Talking about the dilemma of common relational database in large data environment, Wang Tao introduced, first, the data model is rigid, unable to deal with a large number of data, resulting in the performance of the line; The second is strong consistency, the relational database logs, locks constitute a performance bottleneck, while the document database can be a good solution to these problems. Wang Tao continues to talk about the flexibility of the document database data model, the schemaless of agile and scalability for development, and the significant improvement in final consistency, as well as the low cost of nosql, which can be expanded horizontally using a PC server.

Then, Wang Tao introduced several features of the document database, first, online expansion, as long as the new node added to the cluster, and then partition the data partitions, the system can automatically move data from other machines to the new machine. Secondly, the mechanism of heterogeneous data replication can ensure the stability and not loss of data. Three is the support of multiple indexes, compared with many KV or wide table databases, document database generally can create multiple indexes on different fields for a set.

Talking about the combination of Hadoop and NoSQL, Wang Tao talked about the NoSQL database in Hadoop (see below), put NoSQL under Hadoop, and HDFs on the same level as a data source. The advantage of this is that each time we access the data, we need to import HDFs from the top and then use it, but we can access the data directly from the native database interface.

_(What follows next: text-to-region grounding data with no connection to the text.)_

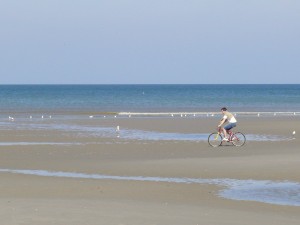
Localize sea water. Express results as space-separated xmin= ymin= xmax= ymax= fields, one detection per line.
xmin=1 ymin=84 xmax=300 ymax=114
xmin=0 ymin=84 xmax=297 ymax=143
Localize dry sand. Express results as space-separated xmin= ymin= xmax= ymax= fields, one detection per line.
xmin=0 ymin=115 xmax=299 ymax=225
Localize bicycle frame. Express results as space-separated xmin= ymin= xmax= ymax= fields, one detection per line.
xmin=217 ymin=127 xmax=235 ymax=141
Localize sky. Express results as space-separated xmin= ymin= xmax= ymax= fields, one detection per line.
xmin=0 ymin=0 xmax=299 ymax=84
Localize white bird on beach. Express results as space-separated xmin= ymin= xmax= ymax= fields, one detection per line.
xmin=9 ymin=116 xmax=14 ymax=121
xmin=116 ymin=126 xmax=120 ymax=138
xmin=293 ymin=131 xmax=296 ymax=135
xmin=89 ymin=115 xmax=93 ymax=118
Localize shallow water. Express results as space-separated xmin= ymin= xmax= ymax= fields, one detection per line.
xmin=119 ymin=130 xmax=290 ymax=142
xmin=0 ymin=168 xmax=299 ymax=207
xmin=0 ymin=120 xmax=291 ymax=143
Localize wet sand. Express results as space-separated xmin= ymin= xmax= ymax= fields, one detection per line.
xmin=0 ymin=115 xmax=300 ymax=224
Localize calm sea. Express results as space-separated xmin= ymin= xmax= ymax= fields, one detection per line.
xmin=0 ymin=84 xmax=300 ymax=114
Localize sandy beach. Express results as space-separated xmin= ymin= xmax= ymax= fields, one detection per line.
xmin=0 ymin=115 xmax=300 ymax=225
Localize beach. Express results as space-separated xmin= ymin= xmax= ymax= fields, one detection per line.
xmin=0 ymin=114 xmax=299 ymax=225
xmin=2 ymin=0 xmax=300 ymax=220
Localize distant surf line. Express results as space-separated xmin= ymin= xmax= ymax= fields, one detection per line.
xmin=118 ymin=111 xmax=300 ymax=116
xmin=1 ymin=111 xmax=299 ymax=119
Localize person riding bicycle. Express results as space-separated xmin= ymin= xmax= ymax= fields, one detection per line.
xmin=218 ymin=107 xmax=237 ymax=141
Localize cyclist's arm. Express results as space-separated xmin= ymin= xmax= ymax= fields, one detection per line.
xmin=218 ymin=116 xmax=227 ymax=127
xmin=218 ymin=119 xmax=224 ymax=127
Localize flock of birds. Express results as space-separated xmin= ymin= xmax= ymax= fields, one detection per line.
xmin=8 ymin=115 xmax=51 ymax=121
xmin=7 ymin=113 xmax=297 ymax=137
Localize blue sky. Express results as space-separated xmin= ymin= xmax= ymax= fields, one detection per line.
xmin=0 ymin=0 xmax=299 ymax=84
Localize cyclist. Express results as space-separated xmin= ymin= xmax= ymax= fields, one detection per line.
xmin=218 ymin=107 xmax=237 ymax=141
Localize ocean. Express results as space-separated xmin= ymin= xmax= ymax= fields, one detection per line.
xmin=0 ymin=84 xmax=300 ymax=114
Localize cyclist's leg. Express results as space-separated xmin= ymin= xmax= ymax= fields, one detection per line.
xmin=222 ymin=127 xmax=228 ymax=139
xmin=224 ymin=123 xmax=236 ymax=139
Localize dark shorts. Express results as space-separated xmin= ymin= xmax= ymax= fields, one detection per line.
xmin=224 ymin=123 xmax=236 ymax=130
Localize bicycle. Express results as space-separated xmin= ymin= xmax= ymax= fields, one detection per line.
xmin=208 ymin=127 xmax=246 ymax=147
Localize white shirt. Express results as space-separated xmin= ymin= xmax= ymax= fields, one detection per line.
xmin=223 ymin=113 xmax=237 ymax=123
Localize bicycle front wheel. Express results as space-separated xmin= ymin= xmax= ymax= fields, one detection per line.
xmin=232 ymin=132 xmax=246 ymax=147
xmin=208 ymin=132 xmax=222 ymax=147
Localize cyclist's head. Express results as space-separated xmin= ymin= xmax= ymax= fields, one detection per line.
xmin=221 ymin=107 xmax=227 ymax=111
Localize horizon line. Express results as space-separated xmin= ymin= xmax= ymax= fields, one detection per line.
xmin=1 ymin=83 xmax=299 ymax=85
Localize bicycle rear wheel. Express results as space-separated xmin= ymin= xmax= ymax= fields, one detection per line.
xmin=208 ymin=132 xmax=222 ymax=147
xmin=231 ymin=132 xmax=246 ymax=146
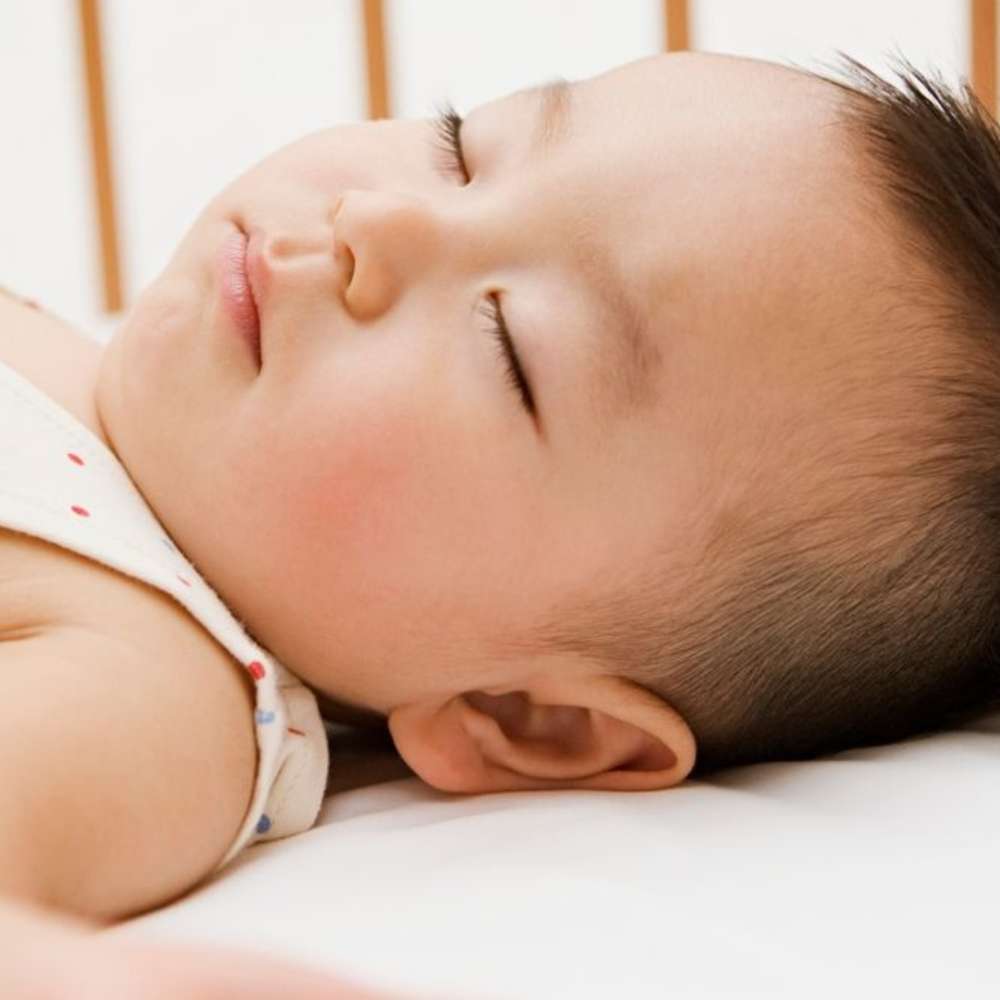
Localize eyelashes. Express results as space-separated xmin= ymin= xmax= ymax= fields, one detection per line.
xmin=429 ymin=103 xmax=537 ymax=420
xmin=477 ymin=293 xmax=536 ymax=419
xmin=431 ymin=100 xmax=470 ymax=184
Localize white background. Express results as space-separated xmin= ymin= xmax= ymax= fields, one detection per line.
xmin=0 ymin=1 xmax=971 ymax=343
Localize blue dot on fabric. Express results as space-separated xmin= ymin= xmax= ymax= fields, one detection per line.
xmin=256 ymin=814 xmax=272 ymax=835
xmin=255 ymin=709 xmax=276 ymax=725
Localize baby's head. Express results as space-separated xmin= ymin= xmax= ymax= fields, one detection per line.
xmin=95 ymin=49 xmax=1000 ymax=791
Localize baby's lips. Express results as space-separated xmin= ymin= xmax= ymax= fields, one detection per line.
xmin=244 ymin=226 xmax=270 ymax=314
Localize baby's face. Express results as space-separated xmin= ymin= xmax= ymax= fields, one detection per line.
xmin=96 ymin=51 xmax=889 ymax=718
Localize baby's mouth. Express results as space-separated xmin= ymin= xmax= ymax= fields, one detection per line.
xmin=218 ymin=223 xmax=262 ymax=369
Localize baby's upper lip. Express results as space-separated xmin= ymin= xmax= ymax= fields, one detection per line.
xmin=244 ymin=226 xmax=268 ymax=315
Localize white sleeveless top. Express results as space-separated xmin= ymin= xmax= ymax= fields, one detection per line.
xmin=0 ymin=346 xmax=329 ymax=871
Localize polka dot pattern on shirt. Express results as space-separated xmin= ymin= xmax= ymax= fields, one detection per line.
xmin=0 ymin=326 xmax=329 ymax=866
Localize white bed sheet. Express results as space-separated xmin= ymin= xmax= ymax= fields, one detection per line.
xmin=106 ymin=712 xmax=1000 ymax=999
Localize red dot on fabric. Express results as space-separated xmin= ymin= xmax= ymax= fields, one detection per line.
xmin=248 ymin=661 xmax=266 ymax=680
xmin=67 ymin=452 xmax=84 ymax=466
xmin=70 ymin=505 xmax=90 ymax=517
xmin=176 ymin=574 xmax=191 ymax=587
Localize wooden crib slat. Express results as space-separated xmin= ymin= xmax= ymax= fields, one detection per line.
xmin=77 ymin=0 xmax=123 ymax=313
xmin=363 ymin=0 xmax=390 ymax=119
xmin=665 ymin=0 xmax=690 ymax=52
xmin=971 ymin=0 xmax=997 ymax=117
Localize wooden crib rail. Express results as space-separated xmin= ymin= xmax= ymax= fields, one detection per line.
xmin=77 ymin=0 xmax=122 ymax=314
xmin=973 ymin=0 xmax=997 ymax=115
xmin=363 ymin=0 xmax=390 ymax=120
xmin=76 ymin=0 xmax=996 ymax=315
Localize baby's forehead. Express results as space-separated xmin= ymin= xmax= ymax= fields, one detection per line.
xmin=576 ymin=63 xmax=909 ymax=518
xmin=581 ymin=50 xmax=839 ymax=132
xmin=567 ymin=64 xmax=862 ymax=370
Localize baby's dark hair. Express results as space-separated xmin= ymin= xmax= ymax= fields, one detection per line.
xmin=522 ymin=50 xmax=1000 ymax=776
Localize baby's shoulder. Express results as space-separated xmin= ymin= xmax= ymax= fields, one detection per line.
xmin=0 ymin=591 xmax=259 ymax=919
xmin=0 ymin=283 xmax=43 ymax=312
xmin=0 ymin=281 xmax=112 ymax=450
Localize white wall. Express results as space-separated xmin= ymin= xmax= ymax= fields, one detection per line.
xmin=0 ymin=1 xmax=971 ymax=344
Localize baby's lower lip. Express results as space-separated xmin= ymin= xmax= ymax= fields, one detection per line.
xmin=218 ymin=224 xmax=262 ymax=367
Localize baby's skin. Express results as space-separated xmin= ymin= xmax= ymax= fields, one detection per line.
xmin=2 ymin=49 xmax=908 ymax=993
xmin=98 ymin=51 xmax=792 ymax=794
xmin=0 ymin=894 xmax=392 ymax=997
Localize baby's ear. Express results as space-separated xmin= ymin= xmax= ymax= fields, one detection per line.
xmin=386 ymin=673 xmax=696 ymax=794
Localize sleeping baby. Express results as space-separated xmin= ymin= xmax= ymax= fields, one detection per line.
xmin=3 ymin=46 xmax=999 ymax=995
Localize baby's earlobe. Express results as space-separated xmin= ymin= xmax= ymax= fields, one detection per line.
xmin=386 ymin=696 xmax=495 ymax=794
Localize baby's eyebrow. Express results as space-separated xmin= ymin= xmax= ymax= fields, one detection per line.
xmin=524 ymin=76 xmax=574 ymax=151
xmin=516 ymin=77 xmax=660 ymax=423
xmin=572 ymin=216 xmax=660 ymax=424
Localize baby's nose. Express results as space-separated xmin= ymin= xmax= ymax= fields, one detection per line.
xmin=330 ymin=188 xmax=442 ymax=320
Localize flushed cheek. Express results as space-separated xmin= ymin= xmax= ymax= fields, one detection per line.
xmin=258 ymin=397 xmax=477 ymax=605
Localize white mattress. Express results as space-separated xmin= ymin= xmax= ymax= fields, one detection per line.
xmin=105 ymin=712 xmax=1000 ymax=999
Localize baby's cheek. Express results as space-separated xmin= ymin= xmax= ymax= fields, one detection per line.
xmin=275 ymin=400 xmax=459 ymax=598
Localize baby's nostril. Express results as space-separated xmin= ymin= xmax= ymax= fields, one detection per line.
xmin=333 ymin=240 xmax=355 ymax=288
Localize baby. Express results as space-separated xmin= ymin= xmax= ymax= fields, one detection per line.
xmin=4 ymin=46 xmax=1000 ymax=995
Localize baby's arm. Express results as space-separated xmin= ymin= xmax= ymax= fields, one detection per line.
xmin=0 ymin=622 xmax=258 ymax=922
xmin=0 ymin=893 xmax=391 ymax=998
xmin=0 ymin=628 xmax=399 ymax=996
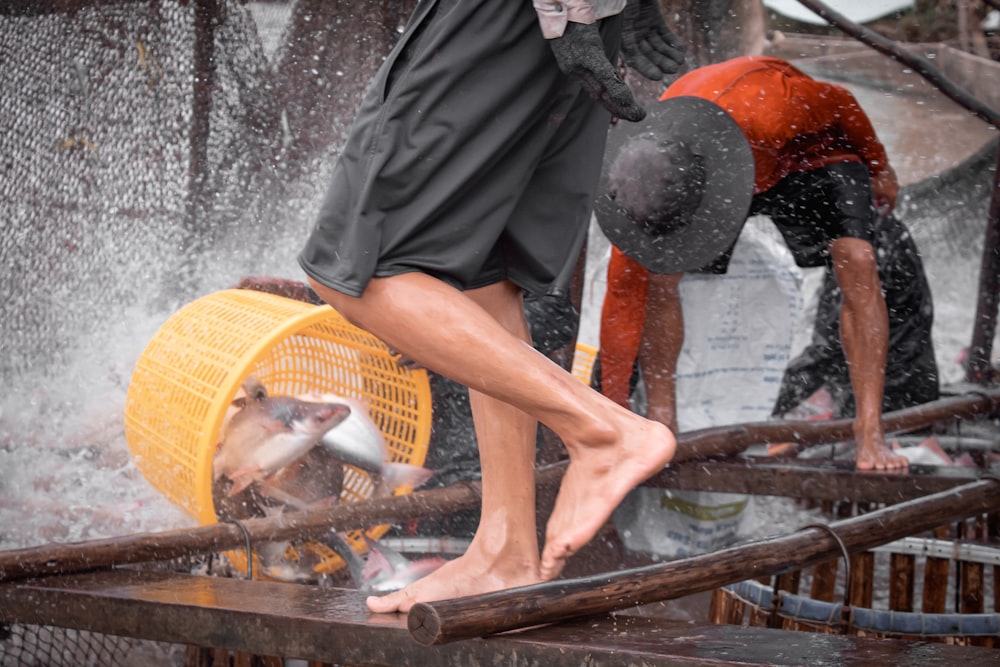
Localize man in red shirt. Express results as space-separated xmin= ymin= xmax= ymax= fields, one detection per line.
xmin=596 ymin=55 xmax=907 ymax=471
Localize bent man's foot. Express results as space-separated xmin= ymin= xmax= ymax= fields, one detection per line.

The location of ▲nosql database in Hadoop

▲ Importing data from Hadoop

Finally, Wang Tao shared the successful application of Hadoop and NoSQL:

First, customer challenges face a daily need to archive more than 100G of data, need to be able to concurrent, real-time, by multiple dimension access over 2 years of historical data, the current Oracle database can not meet the needs of real-time queries.

Solution: Using MapReduce and Hive as the complement of ETL processing data cleaning and conversion, using hive to load the final results into the SEQUOIADB, small-scale x86 cluster platform to reduce TCO, the use of SEQUOIADB, Establishing multiple indexes on common query fields guarantees query performance.

The final result: can be online for 2 years of historical data for multiple conditional retrieval, high data compression ratio to save data storage space, to facilitate the segmentation of customer base, the discovery of High-value users, reduce customer churn rate, help proprietary products, packages and other design and innovation, improve customer experience for strategic control.

Related Article

Contact Us

The content source of this page is from Internet, which doesn't represent Alibaba Cloud's opinion; products and services mentioned on that page don't have any relationship with Alibaba Cloud. If the content of the page makes you feel confusing, please write us an email, we will handle the problem within 5 days after receiving your email.

If you find any instances of plagiarism from the community, please send an email to: info-contact@alibabacloud.com and provide relevant evidence. A staff member will contact you within 5 working days.

A Free Trial That Lets You Build Big!

Start building with 50+ products and up to 12 months usage for Elastic Compute Service

  • Sales Support

    1 on 1 presale consultation

  • After-Sales Support

    24/7 Technical Support 6 Free Tickets per Quarter Faster Response

  • Alibaba Cloud offers highly flexible support services tailored to meet your exact needs.